06-07 have a weak fuel pump. Typically they show themselves as they get hot. This happens mostly on hot or warm days, after running in high RPM for a few minutes. Like when pulling up a mountain pass. Then as we let off gas pedal to descent mtn pass, engine dies from fuel starvation (lean fuel bk 1 & 2). What happens is fuel pump heats up in high speed mod, building up resistance in motor and possible it's circuit.. Then as we let of gas, fuel pump drops back to low speed mod. The increase resistance due to heat, reduces fuel pressure/flow. Fuel pump fails to produce enough follow/pressure.

That said:

I don't see ethanol free gas making much difference, to fuel pump. Other than return (EVAP) fuel heating around engine, heating fuel in tank. This could raise fuel pump temp a little.

Blocking fuel pump resistor heat sink, could affect resistance I suppose. Condition starting just afterwards, certainly points to a relationship. Getting it stall "on demand", then remove blockage (aftermarket air) and try to repeat. Would be helpful diagnostic tool..
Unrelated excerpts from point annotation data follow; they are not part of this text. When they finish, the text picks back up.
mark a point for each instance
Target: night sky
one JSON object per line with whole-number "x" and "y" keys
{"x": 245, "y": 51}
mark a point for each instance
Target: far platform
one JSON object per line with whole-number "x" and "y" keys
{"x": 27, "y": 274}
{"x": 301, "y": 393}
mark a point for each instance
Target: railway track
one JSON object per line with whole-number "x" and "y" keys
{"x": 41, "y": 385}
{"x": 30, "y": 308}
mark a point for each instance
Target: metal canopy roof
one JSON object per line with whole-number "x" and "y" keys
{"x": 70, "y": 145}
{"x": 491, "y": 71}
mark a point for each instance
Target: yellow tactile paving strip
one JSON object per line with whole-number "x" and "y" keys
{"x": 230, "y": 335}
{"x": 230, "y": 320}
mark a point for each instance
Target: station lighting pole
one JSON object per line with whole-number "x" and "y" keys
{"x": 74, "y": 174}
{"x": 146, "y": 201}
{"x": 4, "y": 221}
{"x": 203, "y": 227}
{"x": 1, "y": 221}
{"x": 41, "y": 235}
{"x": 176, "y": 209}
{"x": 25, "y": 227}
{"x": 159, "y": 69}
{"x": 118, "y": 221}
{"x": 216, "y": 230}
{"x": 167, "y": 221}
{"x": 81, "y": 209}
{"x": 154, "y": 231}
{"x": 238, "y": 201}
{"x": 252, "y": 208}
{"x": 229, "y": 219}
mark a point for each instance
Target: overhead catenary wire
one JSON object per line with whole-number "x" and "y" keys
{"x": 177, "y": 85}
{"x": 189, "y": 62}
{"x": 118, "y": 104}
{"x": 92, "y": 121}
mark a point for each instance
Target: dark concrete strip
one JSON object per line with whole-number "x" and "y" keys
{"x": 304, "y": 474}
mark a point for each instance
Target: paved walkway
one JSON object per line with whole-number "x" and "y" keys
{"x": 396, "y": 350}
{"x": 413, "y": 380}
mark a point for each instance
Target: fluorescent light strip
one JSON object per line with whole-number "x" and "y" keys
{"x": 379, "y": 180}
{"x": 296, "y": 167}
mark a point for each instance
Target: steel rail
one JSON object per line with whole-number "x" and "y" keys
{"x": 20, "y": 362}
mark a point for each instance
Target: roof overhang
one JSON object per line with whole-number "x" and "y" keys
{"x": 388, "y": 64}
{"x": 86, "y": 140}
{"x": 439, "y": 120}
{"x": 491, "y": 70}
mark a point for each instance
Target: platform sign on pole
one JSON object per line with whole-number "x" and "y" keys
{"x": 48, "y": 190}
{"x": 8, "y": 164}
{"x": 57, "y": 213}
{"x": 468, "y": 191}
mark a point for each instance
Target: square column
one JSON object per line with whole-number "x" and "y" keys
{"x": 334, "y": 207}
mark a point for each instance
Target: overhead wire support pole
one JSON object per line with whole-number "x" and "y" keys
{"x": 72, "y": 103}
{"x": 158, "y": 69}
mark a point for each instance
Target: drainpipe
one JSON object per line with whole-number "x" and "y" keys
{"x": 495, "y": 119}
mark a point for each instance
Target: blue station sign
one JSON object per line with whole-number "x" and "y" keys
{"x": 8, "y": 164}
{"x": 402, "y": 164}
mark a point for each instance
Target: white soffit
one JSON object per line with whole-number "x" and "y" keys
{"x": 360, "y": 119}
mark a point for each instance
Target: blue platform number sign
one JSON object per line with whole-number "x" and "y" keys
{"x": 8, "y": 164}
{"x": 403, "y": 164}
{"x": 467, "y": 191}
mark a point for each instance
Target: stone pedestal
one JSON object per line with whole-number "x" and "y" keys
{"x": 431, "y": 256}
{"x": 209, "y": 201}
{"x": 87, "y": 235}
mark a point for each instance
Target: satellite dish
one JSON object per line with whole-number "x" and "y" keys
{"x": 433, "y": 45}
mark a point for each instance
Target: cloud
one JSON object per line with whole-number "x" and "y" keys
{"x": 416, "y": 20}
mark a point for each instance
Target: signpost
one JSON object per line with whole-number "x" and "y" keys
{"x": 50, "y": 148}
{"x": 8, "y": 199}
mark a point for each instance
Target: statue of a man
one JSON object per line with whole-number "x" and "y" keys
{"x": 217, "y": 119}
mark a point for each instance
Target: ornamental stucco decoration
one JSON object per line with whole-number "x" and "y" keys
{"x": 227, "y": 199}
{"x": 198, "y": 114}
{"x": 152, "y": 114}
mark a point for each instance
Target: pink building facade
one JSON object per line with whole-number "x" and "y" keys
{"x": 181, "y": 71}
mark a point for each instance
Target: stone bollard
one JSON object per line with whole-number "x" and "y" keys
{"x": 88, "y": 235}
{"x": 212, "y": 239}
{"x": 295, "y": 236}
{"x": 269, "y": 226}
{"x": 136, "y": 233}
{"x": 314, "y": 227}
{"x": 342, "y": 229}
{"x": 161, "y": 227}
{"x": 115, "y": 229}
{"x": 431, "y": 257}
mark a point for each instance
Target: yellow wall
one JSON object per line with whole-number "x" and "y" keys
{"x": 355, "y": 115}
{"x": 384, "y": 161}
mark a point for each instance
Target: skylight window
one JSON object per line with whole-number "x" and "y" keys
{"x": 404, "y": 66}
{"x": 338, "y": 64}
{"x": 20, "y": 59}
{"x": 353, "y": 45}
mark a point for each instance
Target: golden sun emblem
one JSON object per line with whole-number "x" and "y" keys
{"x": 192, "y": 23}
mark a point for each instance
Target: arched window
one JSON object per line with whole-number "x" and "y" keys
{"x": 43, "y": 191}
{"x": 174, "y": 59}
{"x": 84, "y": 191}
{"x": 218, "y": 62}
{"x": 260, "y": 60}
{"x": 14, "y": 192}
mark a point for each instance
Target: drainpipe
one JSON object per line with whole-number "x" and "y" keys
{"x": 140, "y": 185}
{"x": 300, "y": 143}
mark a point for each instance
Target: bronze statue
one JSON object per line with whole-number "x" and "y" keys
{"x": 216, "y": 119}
Your engine may be running hot:

This could be from engine & it's coolant system in need of service. A starting point even before removing aftermarket air. Is to monitor engine cool temp (ECT), fuel trims long & short term (FT), RPM, MPH, IAT (intake air temp) and CAT temps. This is done by hooking into tech stream and motioning actual data as you drive a recreate stall.


Fuel boiling:
There is another issue we see on all years. "fuel boiling". In most I find, engine is running hot. This is very often engine & coolant system issues, that need correcting. Once corrected, most 98-02 (before Charcoal canister CC moved to rear) stall issue goes away for the most part. But in the 03-07 (CC moved to rear), these tend to keep having fuel boiling issues.


Some think all 100 series boil fuel. This is simple not so. Many stock and built rig, don't. None, did the day they came from the factory. So something happens along the way

If you like stop by and we can take a test drive. I can hook into tech stream and monitor. I'll also look over and see if I can spot and signs that point to over heating issues and or fuel boiling.

Just PM (private message) your phone number and or email. I'm in Greenwood near Trader Joe's . We can set a time for you to stop by.
I have suffered from fuel pump failure on my '06 as well. I have a fuel pressure gauge installed so I have been able to monitor fuel pressure since the fuel pump was replaced about 7 years ago now. Two summers ago I saw fuel pressure dropping to 39-40lbs so I figured it was time to replace again. I ordered one and have it ready to install when needed. However, I switched to non-ethanol fuel and run this solely during the summer months here in Colorado.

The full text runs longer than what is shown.